“Past to Present” Exhibition

Krause Gallery

poster for “Past to Present” Exhibition

This event has ended.

Krause Gallery presents “Past to Present”, a Group Show.

Past To Present showcases the perpetual growth of the artists. Each artist has a piece from their past as well as their present work on display. Growth and evolution in an artists work is necessary for their continual success, Without such
evolution their work becomes redundant and tired. Each artist represented in this group show will
show their audience a piece from their archives and a new piece from their latest series.

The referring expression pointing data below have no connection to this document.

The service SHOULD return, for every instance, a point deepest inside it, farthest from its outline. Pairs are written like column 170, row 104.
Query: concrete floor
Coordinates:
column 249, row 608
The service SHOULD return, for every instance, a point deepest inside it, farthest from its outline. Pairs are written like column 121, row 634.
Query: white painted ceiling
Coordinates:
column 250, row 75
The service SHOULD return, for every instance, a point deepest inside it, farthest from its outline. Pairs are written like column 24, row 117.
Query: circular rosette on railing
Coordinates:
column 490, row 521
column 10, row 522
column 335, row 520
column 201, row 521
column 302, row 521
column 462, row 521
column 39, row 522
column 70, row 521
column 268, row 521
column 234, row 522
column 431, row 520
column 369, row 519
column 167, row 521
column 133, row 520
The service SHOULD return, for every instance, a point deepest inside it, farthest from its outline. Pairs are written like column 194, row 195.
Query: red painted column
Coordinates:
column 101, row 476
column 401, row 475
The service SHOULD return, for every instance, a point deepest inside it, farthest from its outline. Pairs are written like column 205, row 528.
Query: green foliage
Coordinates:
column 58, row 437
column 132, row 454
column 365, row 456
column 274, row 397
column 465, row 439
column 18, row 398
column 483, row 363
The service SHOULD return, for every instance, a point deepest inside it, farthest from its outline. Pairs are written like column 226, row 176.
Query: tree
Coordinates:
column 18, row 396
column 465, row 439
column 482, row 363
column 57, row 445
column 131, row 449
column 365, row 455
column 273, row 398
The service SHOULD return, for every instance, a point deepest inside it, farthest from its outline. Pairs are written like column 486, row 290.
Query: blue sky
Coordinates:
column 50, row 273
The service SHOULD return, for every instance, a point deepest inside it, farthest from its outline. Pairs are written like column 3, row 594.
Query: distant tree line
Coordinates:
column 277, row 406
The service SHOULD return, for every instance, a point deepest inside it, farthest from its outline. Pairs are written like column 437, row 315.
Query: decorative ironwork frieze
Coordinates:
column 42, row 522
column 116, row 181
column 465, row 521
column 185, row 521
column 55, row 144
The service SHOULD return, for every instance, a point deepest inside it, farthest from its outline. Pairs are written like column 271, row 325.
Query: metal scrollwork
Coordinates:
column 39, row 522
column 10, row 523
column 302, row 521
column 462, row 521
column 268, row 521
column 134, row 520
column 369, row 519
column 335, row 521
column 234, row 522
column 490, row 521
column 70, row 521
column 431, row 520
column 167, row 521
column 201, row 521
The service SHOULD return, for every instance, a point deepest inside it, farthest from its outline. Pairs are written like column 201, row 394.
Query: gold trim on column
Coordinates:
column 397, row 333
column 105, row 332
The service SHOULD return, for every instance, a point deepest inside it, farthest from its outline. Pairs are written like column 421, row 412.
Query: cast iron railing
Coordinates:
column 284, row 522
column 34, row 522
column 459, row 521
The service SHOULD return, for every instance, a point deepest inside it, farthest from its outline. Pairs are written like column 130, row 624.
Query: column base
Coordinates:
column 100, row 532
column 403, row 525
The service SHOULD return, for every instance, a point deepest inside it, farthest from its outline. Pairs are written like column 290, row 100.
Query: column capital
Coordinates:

Ben Frost: (born Brisbane, Australia) is a visual artist whose work seeks to challenge contemporary
norms and values of world culture and society. Frost’s visual work places common iconic images from
advertising, consumerism, entertainment, and politics into startling juxtapositions that are often
confrontational and controversial. He currently lives and works in Sydney, Australia, and exhibits
locally and internationally.

Frost has been exhibiting throughout Australia and internationally over the last 14 years, including solo
shows in London, New York, and San Francisco, as well as group shows in Amsterdam, Berlin,
Mongolia, and Singapore. In 2007, Frost participated in Tiger Translate in Beijing, collaborating with
local Chinese artists. His work has appeared in countless magazines and newspapers including Vogue,
Harper’s Bazaar, Oyster, WeAr, Monster Children, The Sydney Morning

COPE2: Fernando Carlo (also known as Cope2) is an artist from the Kingsbridge section of the
Bronx, New York. He has been a graffiti artist since 1978-79, and has gained international credit for his
work. Though he is now known worldwide as being one of the NYC graffiti legends, he didn’t receive
recognition in the mainstream graffiti world until the mid-1990s Cope2′s cousin “Chico 80″
influenced Cope into writing. In 1982 he made his own crew called Kids Destroy and eventually it
changed to Kings Destroy after he dubbed himself “King of the 4 Line”.[1] Cope2 is well known for
his “throw-up” and is also one of the most known users of “wildstyle” graffiti, a style which originated
in the Bronx. Cope2 has achieved considerable mainstream success for his artwork and has
collaborated and released many projects alongside such names as Adidas and Time Magazine, Sheperd
Fairey, Retna, Kenny Scharf and more.

Rob Tarbell: In my practice, making art is as much directing intent as it is about scientific tinkering.
All of my diverse work is linked by the transformation and manipulation of traditional materials as i
explore non-traditional ones. The loss of an original and the use of elaborate processes are inherent to
the creation of the smokes. The work intends to both balance accident with control and give
permanence to the ephemeral.

Hanksy: New York City based artist HANKSY uses the streets as his canvas, employing clever puns
and turns of phrases to delight fans and observant passersby. Shortly after moving to New York in
2010, HANKSY began noticing the city’s vibrant street art scene, in which hand painted works of art,
elaborate stencils, and detailed screen prints enrich blighted spots and capture the attention of urban
dwellers. Wanting to contribute to the ever growing movement, but determined to maintain a lighthearted
approach, HANKSY began satirizing British street art legend Banksy by mashing up his most
famous works with references from Tom Hanks films. His clever remixes delighted New Yorkers,
turning HANKSY into a social media phenomenon and quickly earning him a place in the competitive
New York street art world. HANKSY’s new work broadens his satirical scope, lampooning pop culture
icons like Bruce Willis and Ryan Gosling, while staying true to his punny origins. With HANKSY on
the streets, no celebrity is safe.

Noah Scalin: Noah Scalin is a published author, a professor, a father, a public speaker, a business
owner and of course an accomplished artist. Krause Gallery is inspired by his work and proud to
have his second exhibition at the gallery in NYC.
Noah Scalin’s work explores the theme of transience – specifically the temporary nature of individual
lives and the tenuous nature of all human life on the planet. By using everyday items, including mass
produced consumer goods & found materials, he repurposes things that would normally end up in the
ever-growing garbage dumps of the world, allowing them to tell a story of the potential long-term
impact, both positive & negative, of human creations. And like human lives, his installations are
intentionally temporary, reverting back to their component parts after a short lifespan, only to exist in
memories and photos after they’re gone.

David Peterson: David E. Peterson describes his work as follows:
“Industrial Design informs my work. Inspiration might come from a brightly-colored sneaker, an eyecatching
dress, an intricate watch or a well-arranged print ad. Once my interest is captured, I
immediately begin translating the design into my work.” I begin the process by systematically
identifying the most important elements of the industrial design. I am looking at color, line, shape,
scale, and finish. These key traits are broken down, then reconstructed as the foundation for my own
composition in Photoshop. This computer rendering becomes my mock-up and I refer to it as I build
my panel, paint it and apply the finish. My workshop becomes an artist’s assembly line; the end result
is a precise Art Object in the fashion of post minimalism.